Enhanced Convolutional Neural Network for In Situ AUV Thruster Health Monitoring Using Acoustic Signals

Abstract

As the demand for ocean exploration increases, studies are being actively conducted on autonomous underwater vehicles (AUVs) that can efficiently perform various missions. To successfully perform long-term, wide-ranging missions, it is necessary to apply fault diagnosis technology to AUVs. In this study, a system that can monitor the health of in situ AUV thrusters using a convolutional neural network (CNN) was developed. As input data, an acoustic signal that comprehensively contains the mechanical and hydrodynamic information of the AUV thruster was adopted.
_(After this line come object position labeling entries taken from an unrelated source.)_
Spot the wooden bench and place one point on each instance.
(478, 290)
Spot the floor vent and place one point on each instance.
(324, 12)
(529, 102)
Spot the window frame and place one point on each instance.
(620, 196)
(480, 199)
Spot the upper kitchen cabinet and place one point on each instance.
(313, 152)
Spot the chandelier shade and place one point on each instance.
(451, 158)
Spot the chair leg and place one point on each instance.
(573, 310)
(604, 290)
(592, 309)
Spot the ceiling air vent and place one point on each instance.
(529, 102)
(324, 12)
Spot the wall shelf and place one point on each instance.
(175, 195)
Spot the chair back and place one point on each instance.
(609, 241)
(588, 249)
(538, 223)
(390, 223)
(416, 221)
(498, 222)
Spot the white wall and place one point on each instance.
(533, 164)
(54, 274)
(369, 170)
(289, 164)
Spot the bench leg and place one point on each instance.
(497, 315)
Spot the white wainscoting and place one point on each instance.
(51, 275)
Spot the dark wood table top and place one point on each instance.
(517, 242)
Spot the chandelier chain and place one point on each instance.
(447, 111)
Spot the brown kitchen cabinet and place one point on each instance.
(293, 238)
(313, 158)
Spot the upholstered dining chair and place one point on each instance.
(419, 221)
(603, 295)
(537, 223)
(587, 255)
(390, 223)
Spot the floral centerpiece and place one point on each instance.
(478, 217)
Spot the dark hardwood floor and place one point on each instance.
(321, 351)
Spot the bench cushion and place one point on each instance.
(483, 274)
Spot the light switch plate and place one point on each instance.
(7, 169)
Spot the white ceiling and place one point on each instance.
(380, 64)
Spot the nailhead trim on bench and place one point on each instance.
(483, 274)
The acoustic signal was pre-processed into two-dimensional data through continuous wavelet transform. The neural network was trained with three different pre-processing methods and the accuracy was compared. The decibel scale was more effective than the linear scale, and the normalized decibel scale was more effective than the decibel scale. Through tests on off-training conditions that deviate from the neural network learning condition, the developed system properly recognized the distribution characteristics of noise sources even when the operating speed and the thruster rotation speed changed, and correctly diagnosed the state of the thruster. These results showed that the acoustic signal-based CNN can be effectively used for monitoring the health of the AUV's thrusters.